PHNOM PENH, May 20, 2024 — Prime Minister Hun Manet of Cambodia has declared the prevention of genocide a principal priority for the Royal Government. His statement came during the opening ceremony of the First Conference on "The Future of Cambodia Without Genocide," which coincided with the National Day of Remembrance.

The event was held at the Army Command, which serves as the administrative office of the Khmer Rouge Tribunal. In his address, Prime Minister Hun Manet emphasized that while remembering the Khmer Rouge genocide is a source of national trauma, it also reinforces Cambodia's commitment to safeguarding society and future generations from similar atrocities. “This is also our obligation to ensure that such atrocity acts do not occur again in other countries,” he added.
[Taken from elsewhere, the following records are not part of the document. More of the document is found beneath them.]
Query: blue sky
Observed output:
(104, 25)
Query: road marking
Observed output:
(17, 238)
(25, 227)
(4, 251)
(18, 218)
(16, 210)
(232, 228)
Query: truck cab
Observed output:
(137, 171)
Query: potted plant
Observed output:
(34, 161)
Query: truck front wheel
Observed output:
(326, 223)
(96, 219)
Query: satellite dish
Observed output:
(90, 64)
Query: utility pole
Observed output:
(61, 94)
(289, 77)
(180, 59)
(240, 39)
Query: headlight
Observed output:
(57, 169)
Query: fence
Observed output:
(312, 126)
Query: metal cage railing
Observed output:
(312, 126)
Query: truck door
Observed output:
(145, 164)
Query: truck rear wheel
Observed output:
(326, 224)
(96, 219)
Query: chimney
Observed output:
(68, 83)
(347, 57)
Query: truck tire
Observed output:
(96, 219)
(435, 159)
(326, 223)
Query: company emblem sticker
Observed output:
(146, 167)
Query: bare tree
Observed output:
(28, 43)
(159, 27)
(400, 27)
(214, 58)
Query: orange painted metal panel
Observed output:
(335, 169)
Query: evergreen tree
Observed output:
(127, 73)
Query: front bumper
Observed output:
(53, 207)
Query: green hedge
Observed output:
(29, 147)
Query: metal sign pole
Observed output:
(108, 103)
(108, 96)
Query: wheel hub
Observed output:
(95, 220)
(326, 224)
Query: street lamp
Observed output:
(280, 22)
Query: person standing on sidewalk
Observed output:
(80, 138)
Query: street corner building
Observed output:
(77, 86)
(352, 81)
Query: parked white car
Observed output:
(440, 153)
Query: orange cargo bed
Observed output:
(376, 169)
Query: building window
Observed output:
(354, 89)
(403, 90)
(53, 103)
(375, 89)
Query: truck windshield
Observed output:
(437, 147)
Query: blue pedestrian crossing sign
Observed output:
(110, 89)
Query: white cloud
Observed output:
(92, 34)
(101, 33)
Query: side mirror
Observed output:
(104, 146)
Prime Minister Hun Manet highlighted the need for a unified understanding of national history to prevent the manipulation of historical narratives for political gain. He referenced significant events such as the national liberation on January 7, 1979, the signing of the Paris Peace Agreement on October 23, 1991, and the complete peace achieved through the Win-Win policy initiated by Hun Sen on December 29, 1998. He stressed that these milestones are essential for upholding the justice of the victims and promoting national unity.

“The future of a country depends on its willingness to face the past. But to do so, the nation must have a consensus on the interpretation of its past and key historical events related to the country’s war and peace,” Hun Manet said. He also noted that seeking internationally recognized justice is an effective way to create a shared history of genocide that transcends political affiliations.
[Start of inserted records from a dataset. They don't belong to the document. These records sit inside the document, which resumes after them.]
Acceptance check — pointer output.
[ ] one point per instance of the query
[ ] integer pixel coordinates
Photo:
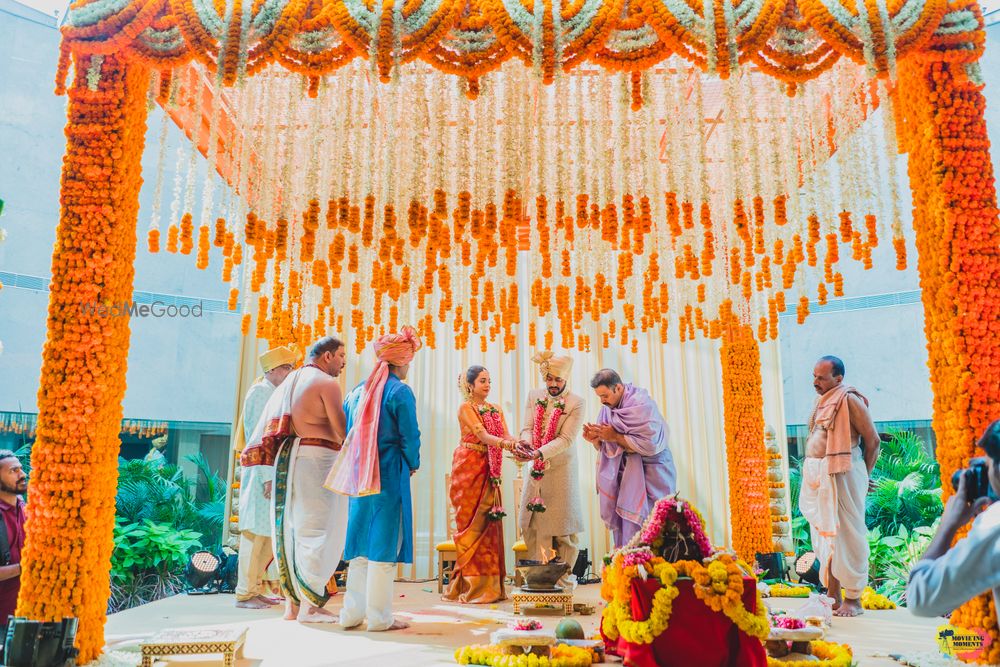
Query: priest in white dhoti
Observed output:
(551, 512)
(299, 435)
(841, 452)
(255, 552)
Moreover, the Cambodian Premier underscored the importance of genocide education as a preventive mechanism and the necessity of maintaining peace at all costs.

During the conference, Hun Manet expressed gratitude to the United Nations and allied nations for their technical and financial support, which contributed to the success of the Extraordinary Chambers in the Courts of Cambodia, also known as the Khmer Rouge Tribunal.